Cardinal Nichols and Maulana Syed Ali Raza Rizvi explain the importance of the Pope’s meeting with the leader of the Shia community in Najaf, Iraq
On Saturday 6 March, Pope Francis will meet Ayatollah al-Sistani in the city of Najaf. Their meeting will remain unseen. Their voices will not be heard. But this meeting is hugely historic and its impact immense.
Ayatollah al-Sistani is the most important, revered and followed Ayatollah in the Shi’a world. Now ninety years of age, he has exercised this leading role since becoming the successor of Ayatollah al-Khoei in 1992. He does so through his teaching and his jurisprudence, which guides every aspect of Shi’a living. He has done so throughout political upheaval, revolution, warfare and rebuilding. In this he has become a leading figure not only in the life of Iraq but also for the entire Shi’a community. With roughly 350 million followers across the world, ranging across the Middle East, from the Indian Subcontinent to Europe and North America, he is, in his person, the ‘grounding’ of the world-wide Shi’a community.
As a direct descendant from the Prophet himself, the meeting of Ayatollah al-Sistani with Pope Francis, the revered Bishop of Rome, leader of the Catholic Church and the most readily recognised Christian figure in the world, is a unique moment, something that has never before happened in the last 1200 years history of Christian – Muslim relations. A simple photograph of the meeting of these two revered figures will mark a new step in the religious history of humanity. The sheer impact of this moment will reverberate around the world.
It will add immense strength to all who wish to promote the true moderate voice of religion. It will encourage those who want to develop the fundamental unity of all people and the vital role of dialogue in the affairs of human progress. Their encounter will give support to the Christian minority in Iraq, indeed to religious minorities everywhere and to those who further the cause of religious tolerance and respect for the dignity of every person. The meeting will mark a new step in relations between the Holy See and Najaf, two of the most important religious centres in the world, between the Catholic Church and the Shi’a community, complementing the recent joint pledge of fraternity signed by the Sunni Grand Imams of al-Azhar and Pope Francis in February 2019.

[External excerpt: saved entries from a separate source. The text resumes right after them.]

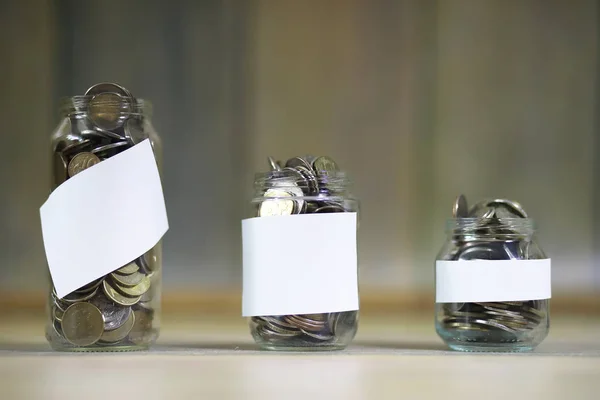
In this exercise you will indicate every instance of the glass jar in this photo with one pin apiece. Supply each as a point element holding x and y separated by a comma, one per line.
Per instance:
<point>305,185</point>
<point>121,310</point>
<point>492,281</point>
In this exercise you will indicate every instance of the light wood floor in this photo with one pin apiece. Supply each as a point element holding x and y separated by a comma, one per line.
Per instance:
<point>209,357</point>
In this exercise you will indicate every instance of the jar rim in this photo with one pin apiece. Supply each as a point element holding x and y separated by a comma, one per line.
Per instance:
<point>73,105</point>
<point>340,178</point>
<point>467,224</point>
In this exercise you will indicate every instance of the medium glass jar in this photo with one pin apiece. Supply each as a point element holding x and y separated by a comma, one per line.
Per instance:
<point>121,310</point>
<point>305,185</point>
<point>492,281</point>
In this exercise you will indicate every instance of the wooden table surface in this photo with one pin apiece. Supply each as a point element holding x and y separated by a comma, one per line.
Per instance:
<point>209,357</point>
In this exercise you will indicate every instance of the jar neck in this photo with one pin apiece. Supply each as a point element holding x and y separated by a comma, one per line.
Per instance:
<point>107,103</point>
<point>490,229</point>
<point>303,183</point>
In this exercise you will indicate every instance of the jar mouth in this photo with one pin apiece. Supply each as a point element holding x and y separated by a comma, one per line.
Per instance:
<point>288,177</point>
<point>113,103</point>
<point>470,225</point>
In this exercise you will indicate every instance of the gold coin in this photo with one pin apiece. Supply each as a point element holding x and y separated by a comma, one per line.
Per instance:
<point>325,164</point>
<point>128,280</point>
<point>105,110</point>
<point>127,269</point>
<point>57,313</point>
<point>120,333</point>
<point>133,291</point>
<point>76,297</point>
<point>82,324</point>
<point>117,297</point>
<point>82,161</point>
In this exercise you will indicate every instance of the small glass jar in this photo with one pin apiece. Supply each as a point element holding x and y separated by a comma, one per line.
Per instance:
<point>514,325</point>
<point>305,185</point>
<point>120,311</point>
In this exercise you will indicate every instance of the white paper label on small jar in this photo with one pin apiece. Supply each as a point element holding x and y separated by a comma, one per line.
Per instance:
<point>103,218</point>
<point>492,280</point>
<point>299,264</point>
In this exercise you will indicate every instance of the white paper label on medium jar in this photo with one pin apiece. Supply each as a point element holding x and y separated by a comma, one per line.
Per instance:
<point>299,264</point>
<point>103,218</point>
<point>492,280</point>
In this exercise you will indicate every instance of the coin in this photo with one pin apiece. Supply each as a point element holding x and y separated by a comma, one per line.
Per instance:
<point>82,324</point>
<point>277,207</point>
<point>274,164</point>
<point>81,162</point>
<point>127,269</point>
<point>106,110</point>
<point>114,314</point>
<point>75,297</point>
<point>461,208</point>
<point>133,291</point>
<point>107,87</point>
<point>128,280</point>
<point>297,161</point>
<point>120,333</point>
<point>111,146</point>
<point>57,313</point>
<point>325,164</point>
<point>117,297</point>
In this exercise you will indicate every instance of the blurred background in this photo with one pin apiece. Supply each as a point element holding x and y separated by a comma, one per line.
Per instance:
<point>418,100</point>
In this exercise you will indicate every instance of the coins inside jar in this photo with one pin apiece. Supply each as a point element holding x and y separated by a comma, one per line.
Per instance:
<point>307,330</point>
<point>107,120</point>
<point>304,185</point>
<point>492,234</point>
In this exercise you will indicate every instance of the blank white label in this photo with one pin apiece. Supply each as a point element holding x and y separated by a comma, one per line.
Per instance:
<point>300,264</point>
<point>487,280</point>
<point>103,218</point>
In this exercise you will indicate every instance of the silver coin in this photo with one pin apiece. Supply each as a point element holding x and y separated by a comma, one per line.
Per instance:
<point>274,165</point>
<point>515,209</point>
<point>108,111</point>
<point>107,87</point>
<point>114,315</point>
<point>298,161</point>
<point>461,208</point>
<point>277,202</point>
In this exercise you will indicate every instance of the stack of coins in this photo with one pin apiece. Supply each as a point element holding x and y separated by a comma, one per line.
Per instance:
<point>104,122</point>
<point>115,309</point>
<point>490,237</point>
<point>303,185</point>
<point>306,330</point>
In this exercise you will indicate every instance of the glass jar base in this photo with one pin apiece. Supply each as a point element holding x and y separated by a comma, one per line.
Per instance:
<point>100,349</point>
<point>329,347</point>
<point>490,347</point>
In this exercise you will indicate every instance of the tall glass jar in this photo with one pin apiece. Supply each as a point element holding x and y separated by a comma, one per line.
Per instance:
<point>305,185</point>
<point>119,311</point>
<point>492,281</point>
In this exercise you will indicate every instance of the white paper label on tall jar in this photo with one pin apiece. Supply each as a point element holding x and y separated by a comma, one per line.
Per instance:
<point>299,264</point>
<point>103,218</point>
<point>492,280</point>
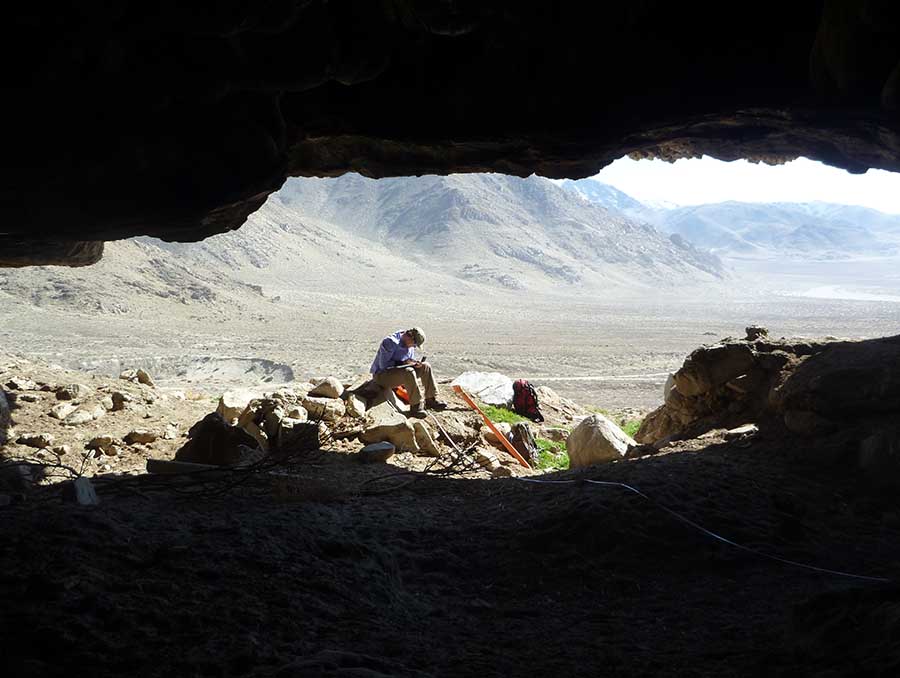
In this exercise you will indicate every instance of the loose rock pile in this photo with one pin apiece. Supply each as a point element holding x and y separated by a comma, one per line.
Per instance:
<point>845,395</point>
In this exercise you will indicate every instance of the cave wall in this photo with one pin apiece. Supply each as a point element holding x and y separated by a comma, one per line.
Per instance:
<point>178,119</point>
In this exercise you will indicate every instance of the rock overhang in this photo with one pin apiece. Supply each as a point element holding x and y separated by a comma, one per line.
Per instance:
<point>177,122</point>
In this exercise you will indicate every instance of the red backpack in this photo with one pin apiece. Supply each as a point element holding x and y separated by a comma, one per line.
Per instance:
<point>525,400</point>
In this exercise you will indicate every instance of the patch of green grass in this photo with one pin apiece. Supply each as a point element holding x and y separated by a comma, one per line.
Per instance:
<point>630,426</point>
<point>501,414</point>
<point>552,456</point>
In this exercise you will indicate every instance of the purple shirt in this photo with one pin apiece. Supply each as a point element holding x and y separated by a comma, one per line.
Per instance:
<point>391,353</point>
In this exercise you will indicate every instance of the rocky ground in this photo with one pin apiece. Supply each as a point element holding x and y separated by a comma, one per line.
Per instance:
<point>332,567</point>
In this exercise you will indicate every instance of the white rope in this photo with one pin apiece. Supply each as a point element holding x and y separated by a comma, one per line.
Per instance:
<point>710,533</point>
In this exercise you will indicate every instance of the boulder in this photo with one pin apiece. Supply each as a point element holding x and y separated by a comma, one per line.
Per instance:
<point>597,440</point>
<point>84,414</point>
<point>329,387</point>
<point>102,443</point>
<point>213,441</point>
<point>144,378</point>
<point>742,432</point>
<point>557,435</point>
<point>424,439</point>
<point>356,406</point>
<point>327,409</point>
<point>21,384</point>
<point>656,426</point>
<point>297,413</point>
<point>711,366</point>
<point>383,423</point>
<point>233,403</point>
<point>140,435</point>
<point>120,400</point>
<point>554,405</point>
<point>62,410</point>
<point>492,388</point>
<point>38,440</point>
<point>491,438</point>
<point>755,332</point>
<point>139,375</point>
<point>73,392</point>
<point>376,452</point>
<point>487,459</point>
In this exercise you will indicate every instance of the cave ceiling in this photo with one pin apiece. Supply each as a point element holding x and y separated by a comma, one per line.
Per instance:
<point>178,119</point>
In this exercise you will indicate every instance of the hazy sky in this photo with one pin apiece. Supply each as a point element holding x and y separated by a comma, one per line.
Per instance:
<point>701,180</point>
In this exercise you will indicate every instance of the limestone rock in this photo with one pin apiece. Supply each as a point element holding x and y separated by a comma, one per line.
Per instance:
<point>376,452</point>
<point>424,439</point>
<point>329,387</point>
<point>755,332</point>
<point>73,392</point>
<point>597,440</point>
<point>712,366</point>
<point>557,435</point>
<point>140,435</point>
<point>356,406</point>
<point>492,439</point>
<point>21,384</point>
<point>487,459</point>
<point>492,388</point>
<point>656,426</point>
<point>233,403</point>
<point>742,432</point>
<point>144,378</point>
<point>120,400</point>
<point>328,409</point>
<point>383,423</point>
<point>213,441</point>
<point>297,413</point>
<point>85,413</point>
<point>102,443</point>
<point>38,440</point>
<point>140,375</point>
<point>62,410</point>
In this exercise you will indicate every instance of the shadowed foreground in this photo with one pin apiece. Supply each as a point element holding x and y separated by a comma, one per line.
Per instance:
<point>461,577</point>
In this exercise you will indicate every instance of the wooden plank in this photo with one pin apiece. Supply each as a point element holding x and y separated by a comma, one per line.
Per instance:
<point>508,445</point>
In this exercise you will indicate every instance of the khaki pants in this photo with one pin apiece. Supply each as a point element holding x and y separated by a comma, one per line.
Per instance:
<point>406,375</point>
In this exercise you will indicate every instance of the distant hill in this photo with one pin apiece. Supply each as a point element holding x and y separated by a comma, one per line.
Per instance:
<point>814,230</point>
<point>352,234</point>
<point>786,230</point>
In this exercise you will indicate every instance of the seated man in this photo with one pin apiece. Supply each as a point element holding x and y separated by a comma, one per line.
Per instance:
<point>395,365</point>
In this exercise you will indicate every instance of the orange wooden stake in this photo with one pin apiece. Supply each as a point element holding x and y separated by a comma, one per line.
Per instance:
<point>508,445</point>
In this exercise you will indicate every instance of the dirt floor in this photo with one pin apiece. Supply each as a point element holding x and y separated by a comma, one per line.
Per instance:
<point>331,576</point>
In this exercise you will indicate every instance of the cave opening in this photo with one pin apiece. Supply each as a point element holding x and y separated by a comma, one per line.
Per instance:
<point>214,152</point>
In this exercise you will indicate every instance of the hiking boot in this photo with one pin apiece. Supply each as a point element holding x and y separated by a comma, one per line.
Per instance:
<point>417,411</point>
<point>435,404</point>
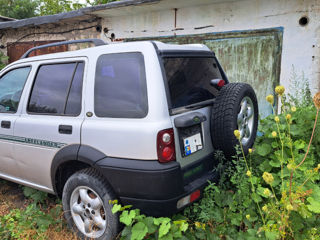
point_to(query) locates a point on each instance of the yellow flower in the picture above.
(267, 177)
(289, 207)
(267, 192)
(265, 208)
(316, 100)
(270, 99)
(274, 134)
(280, 90)
(290, 166)
(237, 133)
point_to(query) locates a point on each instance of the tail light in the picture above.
(165, 146)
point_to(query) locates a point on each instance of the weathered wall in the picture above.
(85, 27)
(300, 44)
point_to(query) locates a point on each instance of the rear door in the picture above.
(12, 83)
(190, 99)
(51, 118)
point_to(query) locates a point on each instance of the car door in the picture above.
(12, 82)
(50, 120)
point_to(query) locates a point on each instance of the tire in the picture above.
(229, 106)
(90, 217)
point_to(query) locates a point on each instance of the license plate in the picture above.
(192, 144)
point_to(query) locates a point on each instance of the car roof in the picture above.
(139, 44)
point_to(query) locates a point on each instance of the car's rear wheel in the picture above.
(235, 107)
(86, 206)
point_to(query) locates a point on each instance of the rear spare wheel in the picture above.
(235, 107)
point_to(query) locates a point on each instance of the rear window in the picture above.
(120, 87)
(189, 79)
(57, 89)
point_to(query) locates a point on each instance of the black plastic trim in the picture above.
(168, 207)
(164, 77)
(189, 119)
(74, 152)
(95, 41)
(186, 53)
(143, 179)
(65, 154)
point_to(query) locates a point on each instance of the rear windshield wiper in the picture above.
(200, 104)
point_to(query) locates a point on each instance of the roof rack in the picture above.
(95, 41)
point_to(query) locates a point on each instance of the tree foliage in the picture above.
(19, 9)
(50, 7)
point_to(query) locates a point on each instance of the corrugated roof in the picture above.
(6, 19)
(69, 15)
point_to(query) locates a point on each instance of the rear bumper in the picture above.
(152, 187)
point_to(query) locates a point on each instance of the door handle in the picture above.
(65, 129)
(5, 124)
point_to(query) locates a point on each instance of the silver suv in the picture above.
(138, 122)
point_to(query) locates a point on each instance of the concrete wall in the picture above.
(67, 30)
(300, 47)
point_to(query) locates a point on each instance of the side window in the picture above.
(120, 86)
(57, 89)
(11, 86)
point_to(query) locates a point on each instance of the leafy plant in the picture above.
(139, 226)
(3, 59)
(273, 193)
(29, 223)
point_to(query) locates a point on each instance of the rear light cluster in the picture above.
(165, 146)
(188, 199)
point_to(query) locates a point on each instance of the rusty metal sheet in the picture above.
(253, 57)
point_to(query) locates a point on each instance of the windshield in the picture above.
(189, 79)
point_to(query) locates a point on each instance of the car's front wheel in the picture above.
(85, 200)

The image of Ayatollah al-Sistani and Pope Francis standing together will be a powerful deterrent to all who seek to claim religious support and motivation for acts of terrorism. Their solidarity is instead a vital witness for peace and mutual respect.
This meeting, then, is of immediate relevance to Britain as well, not only for the way it reinforces inter-religious dialogue and practical co-operation, but also for the growing appreciation of the positive and constructive role played by religious communities in the life of our society. This moment can also add strength to the constant battle against violence in all its forms across British Society, especially whenever terrorists claim the support of either of these two great religions.
Clearly, seen through the perspective of this historic meeting, the impact of religious belief does not leave untouched the political challenges facing the world. There is a deep connection in the lives of many people in the world between their religious beliefs and the task of building a social order that works for peace and mutual cooperation. Facing this reality, rather than claiming that there is a division between religious belief and shared public life, makes the importance of this meeting much greater, for it will issue a call, in image more powerful than words, to a new era of cooperation which can make allies of those who have previously been at odds.
This is an encounter worthy of our attention and of our prayers.
Cardinal Nichols, President of the Bishops’ Conference, is Archbishop of Westminster and Maulana Syed Ali Raza Rizvi is a prominent Islamic scholar and president of Majlis e Ulama e Shia (Europe). They have worked together to promote religious dialogue within the UK, based on mutual respect, tolerance and understanding. As part of that co-operation they met with Pope Francis in 2017.